L’asyndète sert notamment à exprimer la succession rapide des mouvements ou des actes. L’extrait suivant montre un distrait qui se trompe de carrosse et croit arriver chez lui. Le style asyndétique rend ici les mouvements les plus automatiques, accentuant la drôlerie de la scène:

[Le cocher touche et croit ramener son maître dans la maison; Ménalque se jette hors de la portière, traverse la cour, monte l’escalier, parcourt l’antichambre, la chambre, le cabinet; tout lui est familier, rien ne lui est nouveau; il s’assied, il se repose, il est chez soi. Le maître arrive: celui-ci se lève pour le recevoir; il le traite fort civilement, le prie de s’asseoir, et croit faire les honneurs de sa chambre; il parle, il rêve, il reprend la parole [...]. La Bruyère, Les Caractères, XI.
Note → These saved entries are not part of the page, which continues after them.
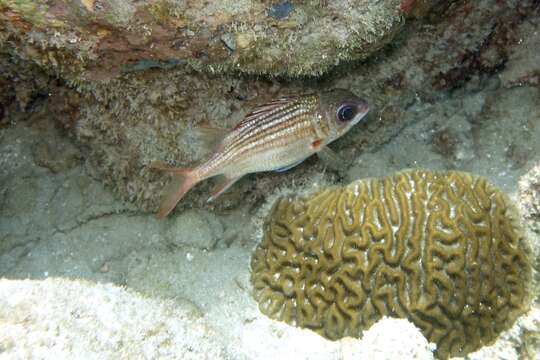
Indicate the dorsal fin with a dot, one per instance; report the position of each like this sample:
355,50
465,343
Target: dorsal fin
263,110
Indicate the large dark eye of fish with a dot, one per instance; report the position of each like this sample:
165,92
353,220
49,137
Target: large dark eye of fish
346,112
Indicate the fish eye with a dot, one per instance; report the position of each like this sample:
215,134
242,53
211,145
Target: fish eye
346,113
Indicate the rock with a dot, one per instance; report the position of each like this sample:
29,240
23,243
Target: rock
58,35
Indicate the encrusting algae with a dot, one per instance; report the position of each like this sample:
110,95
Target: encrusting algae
442,249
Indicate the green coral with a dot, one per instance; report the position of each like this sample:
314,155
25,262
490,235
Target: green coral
443,250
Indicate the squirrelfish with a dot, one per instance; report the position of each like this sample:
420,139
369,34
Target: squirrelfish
274,136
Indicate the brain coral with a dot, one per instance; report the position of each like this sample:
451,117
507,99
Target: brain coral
443,250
L’asyndète renforce également le caractère dramatique d’une scène, comme du tremblement de terre qui cause le naufrage du navire dans la rade de Lisbonne: [...] Les voiles étaient déchirées, les mâts brisés, le vaisseau entrouvert. Travaillait qui pouvait, personne ne s’entendait, personne ne commandait. L’anabaptiste aidait un peu à la manoeuvre; il était sur le tillac; un matelot furieux le frappe rudement et l’étend sur les planches [...]. Voltaire, Candide, chapitre V.
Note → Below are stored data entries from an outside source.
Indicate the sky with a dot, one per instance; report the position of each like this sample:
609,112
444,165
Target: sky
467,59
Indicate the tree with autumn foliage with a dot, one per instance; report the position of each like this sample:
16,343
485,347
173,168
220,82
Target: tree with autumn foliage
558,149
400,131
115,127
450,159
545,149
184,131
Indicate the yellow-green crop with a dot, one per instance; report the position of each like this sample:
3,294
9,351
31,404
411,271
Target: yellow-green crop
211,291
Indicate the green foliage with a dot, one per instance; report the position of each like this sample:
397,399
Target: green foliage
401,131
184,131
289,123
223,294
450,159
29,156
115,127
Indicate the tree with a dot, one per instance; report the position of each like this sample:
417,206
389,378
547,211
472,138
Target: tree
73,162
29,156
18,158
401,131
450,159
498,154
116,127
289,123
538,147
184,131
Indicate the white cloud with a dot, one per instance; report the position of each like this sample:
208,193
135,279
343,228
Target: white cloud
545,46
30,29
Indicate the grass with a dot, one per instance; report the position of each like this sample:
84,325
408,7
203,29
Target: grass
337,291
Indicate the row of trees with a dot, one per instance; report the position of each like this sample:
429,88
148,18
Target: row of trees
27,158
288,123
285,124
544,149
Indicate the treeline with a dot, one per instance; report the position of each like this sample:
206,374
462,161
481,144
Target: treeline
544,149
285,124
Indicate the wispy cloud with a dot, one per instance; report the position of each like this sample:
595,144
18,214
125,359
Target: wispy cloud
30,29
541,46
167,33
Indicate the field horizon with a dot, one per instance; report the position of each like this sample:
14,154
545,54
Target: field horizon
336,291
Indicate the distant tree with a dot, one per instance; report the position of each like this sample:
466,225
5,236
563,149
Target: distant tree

La précipitation des mouvements, suggérée par les asyndètes, donne l’impresion de la rapidité. Elle correspond à la juxtaposition de plans très courts dans une séquence cinématographique.
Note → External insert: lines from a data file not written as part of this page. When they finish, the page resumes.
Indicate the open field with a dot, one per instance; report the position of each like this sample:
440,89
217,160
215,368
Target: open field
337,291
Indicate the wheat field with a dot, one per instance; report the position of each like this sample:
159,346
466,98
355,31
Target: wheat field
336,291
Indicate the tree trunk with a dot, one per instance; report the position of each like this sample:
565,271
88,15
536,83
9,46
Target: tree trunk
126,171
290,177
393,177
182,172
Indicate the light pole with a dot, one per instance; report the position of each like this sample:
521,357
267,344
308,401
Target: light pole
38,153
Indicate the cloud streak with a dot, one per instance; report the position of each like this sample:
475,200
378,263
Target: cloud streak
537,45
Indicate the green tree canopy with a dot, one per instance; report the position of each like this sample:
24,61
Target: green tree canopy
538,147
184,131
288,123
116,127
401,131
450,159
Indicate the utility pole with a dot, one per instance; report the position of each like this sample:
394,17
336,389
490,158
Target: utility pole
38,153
Dans les textes argumentatifs, l’asyndète renforce l’effet cumulatif des arguments en les présentant en parallèle, plutôt que selon le mode coordonné habituel. Ici Voltaire résume à sa manière quelques faits isolés de l’Evangile selon Mathieu en les juxtaposant et sans qu’aucun lien logique explicite ne vienne en faire comprendre la signification générale. Sa volonté est manifestement de faire apparaître avec mauvaise foi ce qu’il pense être l’absurdité des Saintes Ecritures. La conclusion du passage n’en est que plus éloquente:

[...] On fait prêcher Jésus dans les villages. Quel discours lui fait-on tenir? Il compare le royaume des cieux àun grain de moutarde, à un morceau de levain mêlé dans trois mesure de farine, à un filet avec lequel on pêche de bon et de mauvais poisson, à un roi qui a tué ses volailles pour les noces de son fils, et qui envoie ses domestiques prier les voisins à la noce. Les voisins tuent les gens qui viennent les prier à dîner; le roi tue ceux qui ont tué ses gens et brûle leurs villes; il envoie prendre les gueux qu’on rencontre sur le grand chemin pour venir dîner avec lui. Il aperçoit un pauvre convive qui n’avait point de robe, et au lieu de lui en donner une, il le fait jeter dans un cachot. Voilà ce que c’est que le royaume des cieux selon Mathieu.

Voltaire, Examen important de Milord Bolingbroke, X, dans Facéties.

(Jean-Jacques Robrieux, Les figures de style et de rhétorique.)